Determinação espectrofotométrica simultânea de paracetamol e ibuprofeno em formulações farmacêuticas usando calibração multivariada

Sena, Marcelo M.; Freitas, Camilla B.; Silva, Lucas C.; Pérez, Caridad Noda; Paula, Ydilla O. de

doi:10.1590/S0100-40422007000100017

Resumo

A simple method was proposed for determination of paracetamol and ibuprofen in tablets, based on UV measurements and partial least squares. The procedure was performed at pH 10.5, in the concentration ranges 3.00-15.00 µg ml-1 (paracetamol) and 2.40-12.00 µg ml-1 (ibuprofen).
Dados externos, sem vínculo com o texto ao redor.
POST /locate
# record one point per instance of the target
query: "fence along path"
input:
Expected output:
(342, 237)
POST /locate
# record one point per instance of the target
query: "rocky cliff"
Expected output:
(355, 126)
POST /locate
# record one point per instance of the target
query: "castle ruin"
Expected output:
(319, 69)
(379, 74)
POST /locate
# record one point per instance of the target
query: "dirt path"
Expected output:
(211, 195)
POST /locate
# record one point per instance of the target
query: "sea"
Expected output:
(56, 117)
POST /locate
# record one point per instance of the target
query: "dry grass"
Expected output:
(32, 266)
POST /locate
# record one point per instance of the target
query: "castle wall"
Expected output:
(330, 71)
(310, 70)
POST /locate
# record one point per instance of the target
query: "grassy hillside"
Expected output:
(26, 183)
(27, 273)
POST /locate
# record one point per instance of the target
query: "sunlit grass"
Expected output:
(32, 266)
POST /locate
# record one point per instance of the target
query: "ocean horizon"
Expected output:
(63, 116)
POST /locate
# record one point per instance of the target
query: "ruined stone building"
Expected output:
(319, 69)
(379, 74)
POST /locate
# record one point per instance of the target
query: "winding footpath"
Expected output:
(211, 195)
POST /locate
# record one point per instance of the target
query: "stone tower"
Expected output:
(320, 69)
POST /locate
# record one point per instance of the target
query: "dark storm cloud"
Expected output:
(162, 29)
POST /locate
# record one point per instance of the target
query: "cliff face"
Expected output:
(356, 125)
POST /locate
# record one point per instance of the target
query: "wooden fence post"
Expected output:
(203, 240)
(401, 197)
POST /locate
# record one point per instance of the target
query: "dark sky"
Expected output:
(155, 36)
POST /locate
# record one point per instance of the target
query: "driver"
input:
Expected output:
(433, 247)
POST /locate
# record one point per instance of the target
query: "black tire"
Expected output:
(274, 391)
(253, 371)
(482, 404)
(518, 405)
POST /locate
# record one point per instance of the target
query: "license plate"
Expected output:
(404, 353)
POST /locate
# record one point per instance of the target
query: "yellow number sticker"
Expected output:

The model was able to predict paracetamol and ibuprofen in synthetic mixtures with root mean squares errors of prediction of 0.12 and 0.17 µg ml-1, respectively. Figures of merit (sensitivity, limit of detection and precision) were also estimated. The results achieved for the determination of these drugs in pharmaceutical formulations were in agreement with label claims and verified by HPLC.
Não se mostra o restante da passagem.